Raytheon has completed all operational test drops of its new StormBreaker smart weapon, bringing it one step closer to achieving initial operational capability.
Raytheon Air Warfare Systems vice-president Kim Ernzen said: “All operating modes of StormBreaker have been rigorously tested in operationally-relevant scenarios against real-world targets in environments that are similar to actual battlefield conditions.
“With its tri-mode seeker and datalink, this smart weapon will close a capability gap and make adverse weather irrelevant.”

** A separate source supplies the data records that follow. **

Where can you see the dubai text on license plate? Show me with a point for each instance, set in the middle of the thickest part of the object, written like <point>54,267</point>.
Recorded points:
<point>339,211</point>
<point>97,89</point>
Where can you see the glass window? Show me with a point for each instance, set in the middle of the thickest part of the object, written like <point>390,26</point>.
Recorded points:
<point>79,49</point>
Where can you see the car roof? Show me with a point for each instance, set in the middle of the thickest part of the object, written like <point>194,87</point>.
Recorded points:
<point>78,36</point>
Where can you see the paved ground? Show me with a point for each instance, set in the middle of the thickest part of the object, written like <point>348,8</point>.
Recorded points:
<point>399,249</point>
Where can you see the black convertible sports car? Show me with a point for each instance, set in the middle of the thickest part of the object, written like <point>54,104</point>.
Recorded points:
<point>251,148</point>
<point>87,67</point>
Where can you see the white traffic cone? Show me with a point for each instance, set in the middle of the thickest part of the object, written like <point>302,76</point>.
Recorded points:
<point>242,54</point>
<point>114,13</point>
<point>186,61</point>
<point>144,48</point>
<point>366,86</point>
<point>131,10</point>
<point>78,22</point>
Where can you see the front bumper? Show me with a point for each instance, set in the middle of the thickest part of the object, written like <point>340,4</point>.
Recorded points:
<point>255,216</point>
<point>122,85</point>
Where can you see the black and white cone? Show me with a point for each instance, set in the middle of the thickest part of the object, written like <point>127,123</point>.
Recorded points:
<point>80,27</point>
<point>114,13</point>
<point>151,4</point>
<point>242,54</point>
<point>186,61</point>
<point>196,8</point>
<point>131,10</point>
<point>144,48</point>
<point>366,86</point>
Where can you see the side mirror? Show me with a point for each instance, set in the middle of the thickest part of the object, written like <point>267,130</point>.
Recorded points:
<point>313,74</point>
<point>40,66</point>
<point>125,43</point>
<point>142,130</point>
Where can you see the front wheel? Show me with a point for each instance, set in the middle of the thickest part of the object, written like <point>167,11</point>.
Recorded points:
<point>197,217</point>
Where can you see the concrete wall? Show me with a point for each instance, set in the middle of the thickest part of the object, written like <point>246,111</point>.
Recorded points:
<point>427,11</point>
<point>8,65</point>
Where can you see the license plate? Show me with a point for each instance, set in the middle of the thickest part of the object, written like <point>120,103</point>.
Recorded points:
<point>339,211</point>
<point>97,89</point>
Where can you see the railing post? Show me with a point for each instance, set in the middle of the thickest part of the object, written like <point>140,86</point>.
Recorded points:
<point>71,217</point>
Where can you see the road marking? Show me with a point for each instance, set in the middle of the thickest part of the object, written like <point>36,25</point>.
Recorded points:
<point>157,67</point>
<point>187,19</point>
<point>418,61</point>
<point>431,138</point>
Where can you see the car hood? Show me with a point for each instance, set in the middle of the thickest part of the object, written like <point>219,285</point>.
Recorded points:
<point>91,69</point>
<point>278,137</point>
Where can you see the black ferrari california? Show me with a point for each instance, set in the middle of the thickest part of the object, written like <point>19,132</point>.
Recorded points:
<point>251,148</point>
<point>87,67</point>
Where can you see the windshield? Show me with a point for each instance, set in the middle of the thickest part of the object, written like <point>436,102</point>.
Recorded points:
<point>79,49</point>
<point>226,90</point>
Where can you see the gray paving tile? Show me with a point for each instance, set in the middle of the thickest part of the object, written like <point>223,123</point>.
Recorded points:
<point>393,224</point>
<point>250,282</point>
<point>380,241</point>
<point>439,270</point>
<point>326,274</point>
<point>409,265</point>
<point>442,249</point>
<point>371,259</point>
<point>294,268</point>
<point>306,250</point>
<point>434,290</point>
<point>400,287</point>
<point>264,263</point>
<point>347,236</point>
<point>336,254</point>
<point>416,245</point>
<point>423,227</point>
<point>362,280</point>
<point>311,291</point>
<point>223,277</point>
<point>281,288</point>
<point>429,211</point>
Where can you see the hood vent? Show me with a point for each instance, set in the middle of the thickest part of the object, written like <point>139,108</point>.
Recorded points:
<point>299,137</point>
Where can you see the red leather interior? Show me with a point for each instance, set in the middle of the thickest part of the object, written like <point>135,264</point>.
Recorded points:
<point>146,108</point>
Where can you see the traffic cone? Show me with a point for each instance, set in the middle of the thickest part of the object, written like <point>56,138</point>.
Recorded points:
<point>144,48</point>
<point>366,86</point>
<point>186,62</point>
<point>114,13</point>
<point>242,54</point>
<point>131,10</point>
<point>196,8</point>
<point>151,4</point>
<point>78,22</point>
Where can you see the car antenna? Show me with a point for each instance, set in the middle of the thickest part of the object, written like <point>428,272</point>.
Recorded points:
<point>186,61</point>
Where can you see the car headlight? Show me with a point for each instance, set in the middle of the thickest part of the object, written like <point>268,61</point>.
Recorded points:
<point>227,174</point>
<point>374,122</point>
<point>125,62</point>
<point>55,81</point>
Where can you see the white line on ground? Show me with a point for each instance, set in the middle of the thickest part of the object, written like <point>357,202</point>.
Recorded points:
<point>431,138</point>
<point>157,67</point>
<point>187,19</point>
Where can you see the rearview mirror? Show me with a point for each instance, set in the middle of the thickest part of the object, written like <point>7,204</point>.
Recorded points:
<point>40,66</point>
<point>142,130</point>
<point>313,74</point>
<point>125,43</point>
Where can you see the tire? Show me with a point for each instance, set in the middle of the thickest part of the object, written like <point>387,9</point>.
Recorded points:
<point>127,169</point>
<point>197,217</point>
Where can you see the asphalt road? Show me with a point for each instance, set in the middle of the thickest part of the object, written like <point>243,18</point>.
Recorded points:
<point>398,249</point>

In normal mode, the tri-mode seeker uses infrared imaging (mode one) and millimetre wave radar (mode two) to help fighter pilots hit moving targets from standoff ranges and in bad climatic conditions. A tertiary mode employs semi-active laser guidance technologies to hit targets.

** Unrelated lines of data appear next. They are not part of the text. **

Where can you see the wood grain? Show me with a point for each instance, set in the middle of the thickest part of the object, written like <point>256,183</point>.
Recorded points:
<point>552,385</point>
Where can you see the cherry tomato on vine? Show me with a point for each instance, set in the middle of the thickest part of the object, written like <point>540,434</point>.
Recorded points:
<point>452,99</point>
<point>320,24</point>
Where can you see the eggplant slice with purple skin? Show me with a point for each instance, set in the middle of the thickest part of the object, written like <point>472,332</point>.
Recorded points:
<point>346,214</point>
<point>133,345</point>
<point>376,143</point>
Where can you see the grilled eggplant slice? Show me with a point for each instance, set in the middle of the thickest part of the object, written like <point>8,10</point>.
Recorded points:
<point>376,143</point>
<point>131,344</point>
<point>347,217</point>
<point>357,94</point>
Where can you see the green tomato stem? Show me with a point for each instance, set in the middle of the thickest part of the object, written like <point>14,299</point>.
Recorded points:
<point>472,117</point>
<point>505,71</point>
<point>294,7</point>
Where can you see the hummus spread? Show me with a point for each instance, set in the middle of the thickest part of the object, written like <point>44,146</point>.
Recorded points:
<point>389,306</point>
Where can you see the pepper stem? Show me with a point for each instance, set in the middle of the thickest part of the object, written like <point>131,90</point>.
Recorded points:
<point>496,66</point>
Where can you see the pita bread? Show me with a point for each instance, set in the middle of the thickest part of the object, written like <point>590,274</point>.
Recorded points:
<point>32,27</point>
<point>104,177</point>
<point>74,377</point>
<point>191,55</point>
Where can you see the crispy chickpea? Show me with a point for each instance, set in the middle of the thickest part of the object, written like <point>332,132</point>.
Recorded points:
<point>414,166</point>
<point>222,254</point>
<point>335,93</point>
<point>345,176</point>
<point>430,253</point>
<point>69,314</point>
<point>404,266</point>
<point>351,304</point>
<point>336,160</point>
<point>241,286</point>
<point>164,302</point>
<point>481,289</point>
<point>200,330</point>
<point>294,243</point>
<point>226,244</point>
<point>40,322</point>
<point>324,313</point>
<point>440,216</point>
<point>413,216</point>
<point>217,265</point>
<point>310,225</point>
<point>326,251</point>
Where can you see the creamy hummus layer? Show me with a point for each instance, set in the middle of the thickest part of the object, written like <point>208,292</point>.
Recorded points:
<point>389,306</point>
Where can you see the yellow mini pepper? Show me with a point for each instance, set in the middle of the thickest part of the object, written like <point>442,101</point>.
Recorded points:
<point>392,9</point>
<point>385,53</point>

The Raytheon StormBreaker smart weapon programme was designed for use by the US Air Force (USAF), which required a better way to enhance its warfighters’ capabilities against adversaries in bad visual conditions.

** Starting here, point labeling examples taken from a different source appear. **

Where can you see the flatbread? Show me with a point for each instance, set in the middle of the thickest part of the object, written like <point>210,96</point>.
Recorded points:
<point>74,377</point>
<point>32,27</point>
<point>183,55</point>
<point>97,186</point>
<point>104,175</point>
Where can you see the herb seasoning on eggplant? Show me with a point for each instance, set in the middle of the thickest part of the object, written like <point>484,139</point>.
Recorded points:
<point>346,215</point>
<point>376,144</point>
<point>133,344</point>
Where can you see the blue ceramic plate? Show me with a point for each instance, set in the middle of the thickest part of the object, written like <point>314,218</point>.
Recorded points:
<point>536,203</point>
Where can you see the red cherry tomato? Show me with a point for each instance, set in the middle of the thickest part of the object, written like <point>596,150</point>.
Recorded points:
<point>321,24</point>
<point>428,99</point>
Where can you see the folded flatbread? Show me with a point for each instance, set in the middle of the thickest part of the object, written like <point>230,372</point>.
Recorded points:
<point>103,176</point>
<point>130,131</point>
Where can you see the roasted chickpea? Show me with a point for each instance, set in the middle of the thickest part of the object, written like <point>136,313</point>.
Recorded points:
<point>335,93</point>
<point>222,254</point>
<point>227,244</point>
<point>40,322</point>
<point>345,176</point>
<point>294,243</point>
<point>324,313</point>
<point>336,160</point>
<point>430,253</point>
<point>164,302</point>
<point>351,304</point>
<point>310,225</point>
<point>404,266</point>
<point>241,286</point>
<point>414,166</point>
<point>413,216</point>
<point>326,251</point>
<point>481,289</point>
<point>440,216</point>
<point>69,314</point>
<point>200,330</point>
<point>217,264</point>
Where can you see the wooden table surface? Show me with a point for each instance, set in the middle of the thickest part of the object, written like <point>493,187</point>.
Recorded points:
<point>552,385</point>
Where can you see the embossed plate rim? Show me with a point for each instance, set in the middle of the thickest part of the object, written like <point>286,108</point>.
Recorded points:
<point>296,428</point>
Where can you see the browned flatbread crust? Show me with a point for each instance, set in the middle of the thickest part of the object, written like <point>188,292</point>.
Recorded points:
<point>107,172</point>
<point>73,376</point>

The tri-mode seeker can detect targets through battlefield dust and debris and give pilots a clear image despite conditions in the air or on the ground.
Raytheon said that the smart weapon can fly more than 45 miles to hit a target, which means that pilots can fire the weapon at a safer distance. It is also saves money through reduced flying times and the need for fewer attacks.
Operational testing is now complete on the smart weapon and integration work is already underway. The USAF and the US Navy are attempting to use the StormBreaker with the Lockheed Martin F-35 Lightning and the Boeing F/A-18 Super Hornet.
In April 2018, Raytheon successfully incorporated the StormBreaker onto a Boeing F-15E Strike Eagle.